Brillant inspecteur de police menant son enquête dans les bas-fonds de Tokyo avec Chien enragé (1949), le film se veut aussi un hommage au film noir de Jules Dassin, La Cité sans voiles. En 1950, il est la tête d'affiche de Rashômon, qui obtiendra le Lion d'or à Venise l'année suivante et l'Oscar du Meilleur film étranger. Un succès exceptionnel pour un film japonais à cette époque, qui contribuera à sensibiliser l'Occident aux productions nippones. L'acteur joue très souvent le rôle d'un samouraï ou d'un Ronin, c'est-à-dire un samouraï sans le sou et désoeuvré, vendant les services de son sabre au plus offrant. Citons à ce titre l'inoubliable membre des Sept Samouraïs en 1954; La Forteresse cachée; Yojimbo en 1961, pour lequel il remporte la Coupe Volpi du Meilleur acteur à la Mostra de venise (et source d'inspiration directe de Pour une poignée de dollars de Sergio Leone); Sanjuro l'année suivante; la trilogie consacrée au personnage de Miyamoto Musashi signée par Hiroshi Inagaki; ou encore, plus tard, Le Sabre du mal (1966) et Rebellion (1967), sous la direction d'un autre maître du cinéma japonais : Masaki Kobayashi. Adepte des transpositions de classiques de la littérature dans d'autres époques, Kurosawa lui confie les rôles-titres de L' Idiot, d'après Dostoievski; Le Château de l'araignée, d'après le MacBeth de Shakespeare; ou encore Les Bas-Fonds, inspiré de Maxime Gorki. En 1965, il incarne un extraordinaire Dr Niide alias Barberousse : à la tête d'un dispensaire de soins pour miséreux dans le Tokyo du XIXe siècle, il dissimule sous des manières très rudes et un tempérament violent un trésor de générosité et de compassion à l'égard des plus pauvres. Une brillante performance saluée par un second prix d'interprétation à la Mostra de Venise. Pourtant, le tournage du film s'est étiré en longueur. Retenu sur le tournage, Toshiro Mifune ne peut honorer aucune des propositions qui lui sont faites, notamment de l'étranger. L'acteur et son metteur en scène s'opposent autour du personnage principal, puis se fâchent, pour très longtemps.

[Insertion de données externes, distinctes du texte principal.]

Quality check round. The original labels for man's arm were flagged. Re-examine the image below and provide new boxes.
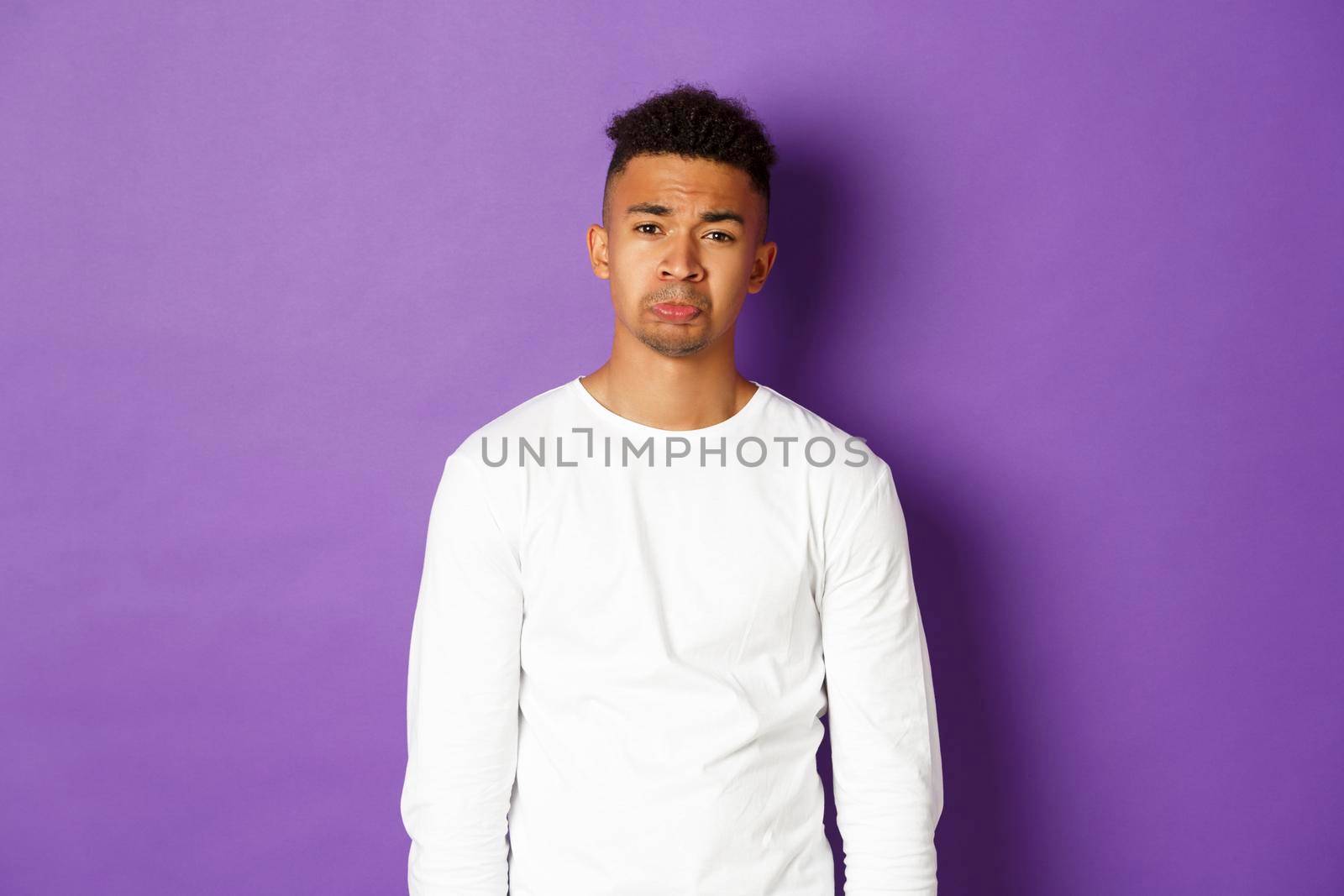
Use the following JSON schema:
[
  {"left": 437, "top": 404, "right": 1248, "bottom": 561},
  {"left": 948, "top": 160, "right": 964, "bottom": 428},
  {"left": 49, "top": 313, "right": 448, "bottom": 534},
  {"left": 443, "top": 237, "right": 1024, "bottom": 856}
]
[
  {"left": 822, "top": 458, "right": 942, "bottom": 896},
  {"left": 401, "top": 454, "right": 522, "bottom": 896}
]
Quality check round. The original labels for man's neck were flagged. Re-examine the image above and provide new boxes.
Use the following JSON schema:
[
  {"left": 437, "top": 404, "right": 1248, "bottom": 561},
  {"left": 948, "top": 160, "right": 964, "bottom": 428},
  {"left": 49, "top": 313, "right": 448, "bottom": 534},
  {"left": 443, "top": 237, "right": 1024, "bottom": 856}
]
[{"left": 580, "top": 356, "right": 757, "bottom": 430}]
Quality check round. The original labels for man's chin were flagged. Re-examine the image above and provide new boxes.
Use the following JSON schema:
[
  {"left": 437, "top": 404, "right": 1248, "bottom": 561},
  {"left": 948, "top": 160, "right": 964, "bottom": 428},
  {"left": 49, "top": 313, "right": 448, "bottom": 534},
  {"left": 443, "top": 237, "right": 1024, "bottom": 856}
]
[{"left": 640, "top": 333, "right": 708, "bottom": 358}]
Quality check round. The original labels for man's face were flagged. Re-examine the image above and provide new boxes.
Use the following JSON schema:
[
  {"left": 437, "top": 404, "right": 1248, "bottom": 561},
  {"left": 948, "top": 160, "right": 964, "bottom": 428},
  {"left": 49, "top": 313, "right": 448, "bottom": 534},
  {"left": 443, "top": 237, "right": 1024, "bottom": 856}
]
[{"left": 589, "top": 155, "right": 775, "bottom": 358}]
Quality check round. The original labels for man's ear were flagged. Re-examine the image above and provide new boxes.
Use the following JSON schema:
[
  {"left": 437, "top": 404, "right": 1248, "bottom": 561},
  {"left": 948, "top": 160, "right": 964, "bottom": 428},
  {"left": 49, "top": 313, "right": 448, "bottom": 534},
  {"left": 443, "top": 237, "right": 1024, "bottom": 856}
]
[
  {"left": 587, "top": 224, "right": 612, "bottom": 280},
  {"left": 748, "top": 242, "right": 780, "bottom": 293}
]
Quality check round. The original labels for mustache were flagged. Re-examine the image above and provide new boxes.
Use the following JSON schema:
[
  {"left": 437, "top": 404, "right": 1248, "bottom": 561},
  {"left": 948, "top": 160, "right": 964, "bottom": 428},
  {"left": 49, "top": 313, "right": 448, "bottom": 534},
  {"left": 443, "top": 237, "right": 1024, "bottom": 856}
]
[{"left": 648, "top": 292, "right": 710, "bottom": 311}]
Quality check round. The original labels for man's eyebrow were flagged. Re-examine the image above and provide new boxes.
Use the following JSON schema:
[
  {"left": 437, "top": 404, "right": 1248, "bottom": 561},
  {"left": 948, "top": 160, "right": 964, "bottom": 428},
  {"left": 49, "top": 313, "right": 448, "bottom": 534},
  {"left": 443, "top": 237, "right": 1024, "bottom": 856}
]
[{"left": 625, "top": 203, "right": 748, "bottom": 227}]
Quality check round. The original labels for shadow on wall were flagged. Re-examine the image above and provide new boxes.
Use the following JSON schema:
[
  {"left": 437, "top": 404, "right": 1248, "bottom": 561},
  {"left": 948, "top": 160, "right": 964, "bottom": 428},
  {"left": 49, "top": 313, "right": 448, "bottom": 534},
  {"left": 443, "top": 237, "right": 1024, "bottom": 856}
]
[{"left": 739, "top": 141, "right": 1053, "bottom": 896}]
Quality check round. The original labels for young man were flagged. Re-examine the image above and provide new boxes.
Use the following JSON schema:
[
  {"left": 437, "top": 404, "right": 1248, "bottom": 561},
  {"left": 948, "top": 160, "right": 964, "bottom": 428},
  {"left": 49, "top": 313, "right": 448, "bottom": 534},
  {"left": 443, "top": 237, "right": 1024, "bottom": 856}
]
[{"left": 401, "top": 85, "right": 942, "bottom": 896}]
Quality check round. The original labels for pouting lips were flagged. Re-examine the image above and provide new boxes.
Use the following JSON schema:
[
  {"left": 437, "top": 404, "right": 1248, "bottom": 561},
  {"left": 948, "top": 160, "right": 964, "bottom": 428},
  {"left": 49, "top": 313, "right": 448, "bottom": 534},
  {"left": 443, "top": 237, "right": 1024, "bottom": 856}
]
[{"left": 654, "top": 302, "right": 701, "bottom": 324}]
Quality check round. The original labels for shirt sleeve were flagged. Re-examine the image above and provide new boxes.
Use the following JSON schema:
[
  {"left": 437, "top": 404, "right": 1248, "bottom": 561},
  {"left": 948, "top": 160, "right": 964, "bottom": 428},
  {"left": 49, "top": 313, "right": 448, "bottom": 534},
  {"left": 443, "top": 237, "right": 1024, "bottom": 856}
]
[
  {"left": 822, "top": 462, "right": 942, "bottom": 896},
  {"left": 401, "top": 453, "right": 522, "bottom": 896}
]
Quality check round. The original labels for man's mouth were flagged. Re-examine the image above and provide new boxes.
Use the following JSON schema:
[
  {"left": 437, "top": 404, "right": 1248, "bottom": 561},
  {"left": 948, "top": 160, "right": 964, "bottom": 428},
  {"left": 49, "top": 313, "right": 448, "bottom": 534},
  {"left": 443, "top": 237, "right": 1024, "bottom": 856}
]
[{"left": 654, "top": 302, "right": 701, "bottom": 324}]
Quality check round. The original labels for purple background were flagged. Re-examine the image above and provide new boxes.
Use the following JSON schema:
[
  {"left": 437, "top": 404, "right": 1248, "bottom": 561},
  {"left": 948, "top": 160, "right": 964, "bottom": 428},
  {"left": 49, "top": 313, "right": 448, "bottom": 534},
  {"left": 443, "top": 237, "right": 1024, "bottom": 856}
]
[{"left": 0, "top": 2, "right": 1344, "bottom": 896}]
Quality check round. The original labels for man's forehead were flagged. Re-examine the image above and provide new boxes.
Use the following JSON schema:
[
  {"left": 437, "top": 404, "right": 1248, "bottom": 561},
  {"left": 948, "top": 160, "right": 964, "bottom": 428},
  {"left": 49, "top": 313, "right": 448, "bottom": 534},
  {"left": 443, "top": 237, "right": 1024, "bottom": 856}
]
[
  {"left": 617, "top": 156, "right": 751, "bottom": 197},
  {"left": 616, "top": 156, "right": 757, "bottom": 219}
]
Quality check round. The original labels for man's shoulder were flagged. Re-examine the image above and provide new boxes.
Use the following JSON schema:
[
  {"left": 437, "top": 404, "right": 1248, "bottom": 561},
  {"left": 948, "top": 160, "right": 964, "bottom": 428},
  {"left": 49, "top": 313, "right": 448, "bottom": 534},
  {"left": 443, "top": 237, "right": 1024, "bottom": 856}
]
[
  {"left": 770, "top": 388, "right": 887, "bottom": 493},
  {"left": 449, "top": 380, "right": 573, "bottom": 466}
]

Cette rupture va en fait lui permettre de donner à sa carrière une deuxième vie, à l'international cette fois-ci. Car il est sans aucun doute l'acteur japonais le plus connu à l'étranger. De nombreux cinéastes occidentaux font appel à lui, comme John Frankenheimer dans Grand Prix en 1966. Deux ans plus tard, il donne la réplique à Lee Marvin dans Duel dans le Pacifique, sous la direction de John Boorman. Ambassadeur de l'empereur du Japon égaré aux Etats-Unis dans le western Soleil Rouge en 1971, où il mène la vie dure à Charles Bronson, il incarne un impeccable Amiral Yamamoto à la tête de la flotte japonaise dans le film de guerre La Bataille de Midway. Grand admirateur de son travail et de Kurosawa, Steven Spielberg lui confie en 1979 le rôle du commandant de sous-marin Akiro Mitamura, qui menace de frapper Hollywood dans la comédie 1941. Ces expériences à l'étranger ne l'empêche pas de garder au Japon une très grande popularité, grâce notamment à la série Shogun. Mais ses apparitions sur grand écran deviennent de plus en plus rares, comme dans Agaguk (1992) de Jacques Dorfmann, tourné en pays Inuits et qui est son avant-dernier rôle. Atteint de la maladie d'Alzheimer, il succombe finalement des suites d'un cancer du pancréas le 24 décembre 1997. Non sans s'être réconcilié deux ans auparavant avec son alter ego de toujours, Akira Kurosawa, qui ne lui survivra que dix mois avant de s'éteindre à son tour.